Hopefully, you caught the “Wedding Crashers” reference there.
Our firm helps many of our clients plan for tradeshows every year. If your organization is exhibiting at any tradeshows this year, don’t forget what a great opportunity these events can be for media coverage. To make sure you are getting the most out of this experience, create a detailed plan with designated responsibilities focused on pre-show, during-show and post-show activities as I have done below.
First, understand the show’s media landscape by researching what media outlets will be in attendance. Sometimes, the show’s coordinators will release a media list, other times they won’t. If the media list is not being shared, research who covered the show in the past through Google and on Twitter (reporters may tweet about tradeshows in advance using the show’s designated hashtag).
Once your media list is solidified, reach out to reporters letting them know that your organization is exhibiting and invite them to stop by your booth (include the booth number). Always have a show-specific press release with something newsworthy to discuss. Each show is different, but many will distribute releases to attending media or upload to an online pressroom.
Lastly, make sure you have an updated press kit to submit to the show’s media room in both electronic and paper form. Each show has its own guidelines, so refer to the pressroom section of the tradeshow website to ensure you have all the details.
During the show
At the beginning of the show, verify that your approved press kit is in media room and replenish the supply throughout the show. Remember, many media rooms have rules that don’t allow you to hang out there. So, don’t get banned for stalking the media room!
However, do make a point to reach out to reporters again via email to remind them of your organization’s booth number and invite them to drop by for a visit or demonstration. You can always reach out to them via Twitter, too. That shouldn’t be hard because you should be live-tweeting the event anyway. #tweetforexposure
Even more important, talk to as many contacts present at the shows as possible because building relationships is much easier in person than over email.

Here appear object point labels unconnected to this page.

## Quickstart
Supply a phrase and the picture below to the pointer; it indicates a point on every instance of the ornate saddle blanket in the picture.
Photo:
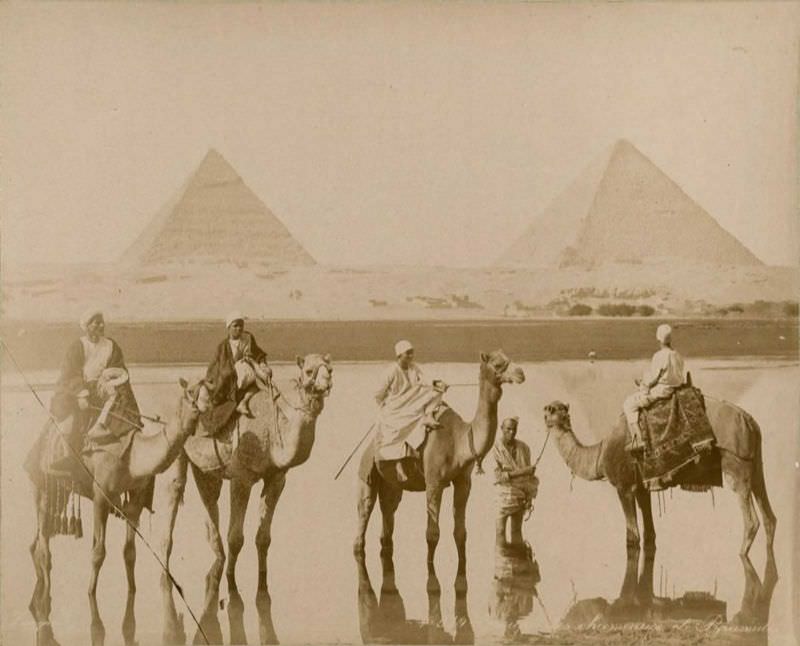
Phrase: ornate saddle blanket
(678, 442)
(241, 443)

Follow up. Follow up. Follow up. Make sure to reach out to reporters you met in person and provide answers to questions they had during the show or to say thank you for stopping by the booth. Remember not to neglect contacting those who you did not connect with in person. Recaps of the show or updates, like awards the company may have won, make for a good final opportunity to reach out.
While tradeshows are a great way to gain sales prospects, the chance to garner media coverage is just as important. The key is planning ahead! Identifying your key messages and keeping contacts on alert for interview opportunities are necessary to make the most of trade show media opportunities. The relationships you begin and reinforce at the shows will grow over time with continued communication.